Now while less than half the class voted (almost half), the results are representative of the class. There was a clear theme which had a higher average than the other two, thus a complete class participation wouldn’t likely change the outcome (also those who didn’t vote didn’t care enough about the theme anyway).
At the bottom of the voting form was something for the voter to select all of their friends. The form required at least 3 friends to be selected. AT LEAST, most people only selected 3 friends and then submitted their vote. On a side note this says something about how attentive people read when they are directed from Facebook, or it may be that people didn’t have much time to list their friends (though there was a quick search as you type box).
I ran PageRank on this (initially the R implementation and then I coded my own) friend graph. While I got results of who the “most popular” people were, the results aren’t very conclusive. While the prom voting is, because those are simple stats, doing PageRank on a graph requires most of the graph, ideally the whole graph. With only half of the graph, the results are inconclusive.

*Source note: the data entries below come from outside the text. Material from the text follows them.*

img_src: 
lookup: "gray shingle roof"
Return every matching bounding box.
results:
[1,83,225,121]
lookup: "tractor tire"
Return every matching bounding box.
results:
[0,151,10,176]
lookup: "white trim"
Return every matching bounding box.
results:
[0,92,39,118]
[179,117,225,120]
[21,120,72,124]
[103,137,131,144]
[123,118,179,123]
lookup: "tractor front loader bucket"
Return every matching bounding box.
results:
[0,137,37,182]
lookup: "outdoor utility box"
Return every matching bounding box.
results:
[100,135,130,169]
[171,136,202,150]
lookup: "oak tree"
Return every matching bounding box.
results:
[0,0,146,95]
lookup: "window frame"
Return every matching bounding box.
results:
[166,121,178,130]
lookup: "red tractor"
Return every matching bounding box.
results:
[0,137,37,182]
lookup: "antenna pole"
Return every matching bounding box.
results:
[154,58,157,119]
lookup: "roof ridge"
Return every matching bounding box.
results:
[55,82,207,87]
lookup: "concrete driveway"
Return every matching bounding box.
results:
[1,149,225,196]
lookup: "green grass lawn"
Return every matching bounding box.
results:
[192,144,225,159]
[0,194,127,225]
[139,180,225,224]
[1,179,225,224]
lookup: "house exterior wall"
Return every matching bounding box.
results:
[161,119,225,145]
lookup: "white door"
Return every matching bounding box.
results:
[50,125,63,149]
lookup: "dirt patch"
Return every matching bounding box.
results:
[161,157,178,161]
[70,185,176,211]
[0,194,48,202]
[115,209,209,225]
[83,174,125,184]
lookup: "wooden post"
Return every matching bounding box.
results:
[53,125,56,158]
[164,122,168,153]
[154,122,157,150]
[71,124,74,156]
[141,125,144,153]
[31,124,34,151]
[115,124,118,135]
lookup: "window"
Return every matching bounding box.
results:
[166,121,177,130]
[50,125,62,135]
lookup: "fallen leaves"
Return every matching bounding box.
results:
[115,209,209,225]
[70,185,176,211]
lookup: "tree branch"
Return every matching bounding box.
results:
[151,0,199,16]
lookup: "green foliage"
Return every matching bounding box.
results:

Further, PageRank is useful for determining “good quality” web pages because it uses link data, what pages other people link to, to determine good pages. I don’t know if this analogy can apply to people, or at least I’m not sure of how to interpret this. When the “links” are friendship lines, what is being determined by finding the highest ranking people with PageRank? Most friendly, most popular, most influential? I’m not sure and I’d like to know your thoughts on this.